The Catholic Church, worldwide is in a state of flux at the moment. For those of us in the reform movement, who believe that the Church urgently needs to change, the pontificates of both John Paul and Benedict were a dark winter. Now, with Francis, there are signs of a spring growth again. But the new shoots are fragile, and like a lettuce plant newly introduced to the garden, a sharp late April or early May frost could kill them off.
The reforms we are looking for are mostly to do with structure and governance. We believe that the excessive centralisation of power and decision making has been very damaging to the Church, so we are calling for decentralisation, – a lessening of the power and control of the Vatican, and giving greater authority to the regions. We hope that the problems of ministry – the fact that only male celibates can be priests, and that for any position of real influence a person needs to be ordained, – will be honestly and openly discussed and resolved. The four day conference of the network of reform movements, which we had in the Radisson Blu Hotel in Limerick last week, convinced me even more that the marginalisation of women in the Church is a massive sore that has to be healed before any real progress can me made. And from a personal point of view I wish to see systems put in place that provide justice for all within the Church, without which any preaching by Church people about justice in the world sound hollow, even hypocritical.
The remainder of this year will tell us a lot about the possibility of real change happening. I think that it is safe to say that Pope Francis wants the type of changes I outlined above, but the opposition to him from some Bishops (and some lay groups) is strong, both inside the Vatican and around the world. The final stage of the Synod on the Family will takes place next October, will tell a great deal. We know that the first part gave promise of new approaches and attitudes, and then pulled back.
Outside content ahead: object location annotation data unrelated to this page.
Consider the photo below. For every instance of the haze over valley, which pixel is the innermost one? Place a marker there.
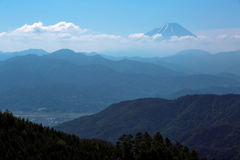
(120, 80)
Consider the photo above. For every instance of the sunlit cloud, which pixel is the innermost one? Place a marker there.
(69, 35)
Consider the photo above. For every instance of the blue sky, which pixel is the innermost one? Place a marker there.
(122, 16)
(111, 18)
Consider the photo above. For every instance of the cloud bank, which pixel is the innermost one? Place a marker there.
(69, 35)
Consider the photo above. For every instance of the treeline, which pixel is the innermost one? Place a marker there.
(24, 140)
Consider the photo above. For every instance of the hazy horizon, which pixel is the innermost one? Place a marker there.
(119, 28)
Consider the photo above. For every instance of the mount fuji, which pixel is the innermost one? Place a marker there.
(169, 30)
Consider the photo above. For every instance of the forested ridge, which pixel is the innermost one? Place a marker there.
(208, 123)
(21, 139)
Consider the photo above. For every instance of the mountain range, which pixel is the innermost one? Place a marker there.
(21, 139)
(208, 123)
(86, 83)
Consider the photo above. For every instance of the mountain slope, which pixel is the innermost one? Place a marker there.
(179, 119)
(89, 83)
(20, 139)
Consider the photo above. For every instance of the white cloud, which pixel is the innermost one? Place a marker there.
(157, 36)
(69, 35)
(2, 34)
(138, 36)
(59, 27)
(236, 36)
(222, 36)
(176, 38)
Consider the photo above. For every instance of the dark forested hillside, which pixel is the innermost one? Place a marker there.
(74, 82)
(207, 122)
(20, 139)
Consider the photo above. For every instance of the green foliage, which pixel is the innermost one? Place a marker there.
(208, 123)
(23, 140)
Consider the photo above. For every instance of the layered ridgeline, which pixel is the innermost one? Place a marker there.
(200, 62)
(208, 123)
(20, 139)
(74, 82)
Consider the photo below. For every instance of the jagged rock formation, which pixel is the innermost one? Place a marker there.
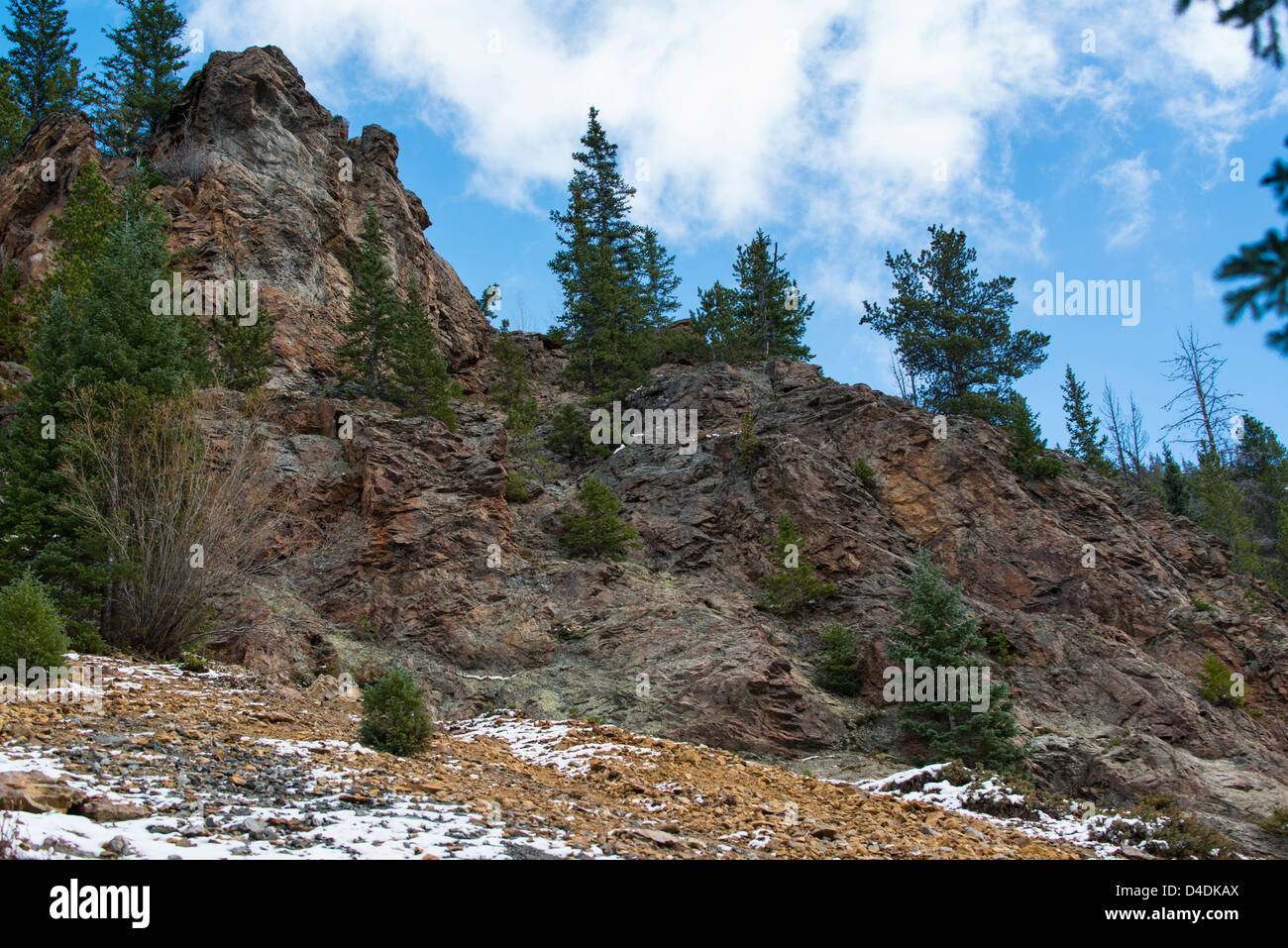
(403, 548)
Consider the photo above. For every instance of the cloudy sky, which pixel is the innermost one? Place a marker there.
(1086, 137)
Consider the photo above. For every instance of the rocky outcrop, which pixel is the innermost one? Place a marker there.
(262, 181)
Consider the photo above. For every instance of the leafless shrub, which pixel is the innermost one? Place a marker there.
(184, 519)
(184, 158)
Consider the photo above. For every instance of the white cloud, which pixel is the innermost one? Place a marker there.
(831, 119)
(1131, 183)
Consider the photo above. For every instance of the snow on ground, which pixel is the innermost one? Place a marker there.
(1081, 824)
(537, 742)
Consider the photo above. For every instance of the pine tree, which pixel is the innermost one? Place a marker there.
(596, 531)
(1176, 489)
(657, 278)
(836, 672)
(1028, 446)
(936, 633)
(417, 371)
(793, 586)
(1086, 443)
(243, 353)
(13, 121)
(772, 309)
(1222, 511)
(511, 389)
(597, 266)
(952, 331)
(116, 343)
(46, 72)
(716, 318)
(141, 78)
(373, 311)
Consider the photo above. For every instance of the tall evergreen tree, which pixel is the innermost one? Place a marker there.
(141, 78)
(46, 69)
(952, 331)
(373, 311)
(938, 633)
(597, 265)
(716, 318)
(115, 343)
(1086, 443)
(1176, 488)
(417, 371)
(772, 309)
(13, 121)
(657, 278)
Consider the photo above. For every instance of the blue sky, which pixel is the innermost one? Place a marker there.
(1087, 137)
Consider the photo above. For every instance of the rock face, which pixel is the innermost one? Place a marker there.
(402, 548)
(262, 183)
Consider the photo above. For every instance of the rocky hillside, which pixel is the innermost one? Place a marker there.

If the final document at the end of the Synod does not signal a real change in attitude and practice towards, for instance, people in second relationships and gay people, but reinforces instead the negative message of exclusion and condemnation, we will be back in the winter of discontent, and I will greatly fear for the future of the Church. Francis is attempting to change the focus from rigid implementation of doctrine to a more person-centred approach that listens to the reality of peoples lives, and tries to support and encourage them to follow the Gospel as best they can.
The Church in Ireland is to a fair degree still experiencing the winter. With declining church attendance, priests ageing and dying, and not being replaced, the future looks bleak enough. Our leadership, with one or two possible exceptions, don’t appear to have really heard the message of Francis, and are not in any effective way echoing it to their people. It is not as if they are actively excluding people who are in second relationships, or our gay sisters and brothers who want to take an active part in the local church, but it would be very refreshing if we had a local diocesan pastoral letter which states that such people are welcome at the Eucharist. When Francis named himself as the Bishop of Rome there was an implication that other Bishops had authority within their own dioceses and need not look to Rome for direction on everything. In our Catholic Faith Rome should be a focus of unity, not the centre of all government. A further problem with our Irish Bishops is their failure to create clear blue water between themselves and the more extreme conservative groups. This has been very damaging in our social debates and the current debate on Marriage Equality is yet another sad example. The message once again, as it has been for generations when anything to do with sex is up for debate, is a firm ‘NO’. To people of a gay orientation, to their parents, grandparents and families, this stance of the Church is often heard as a further layer of condemnation following on from “disordered state’ and ‘intrinsic evil’. The real danger here is that if the referendum is defeated the usual suspects will line up to blame the Church and a further wedge will be driven between it and the young people of Ireland.
In the meantime, now that I am forbidden to minister as a priest, I have found a voice in the reform movement, and I still believe that the Catholic faith has a rich vein of wisdom for people who are open and willing to listen.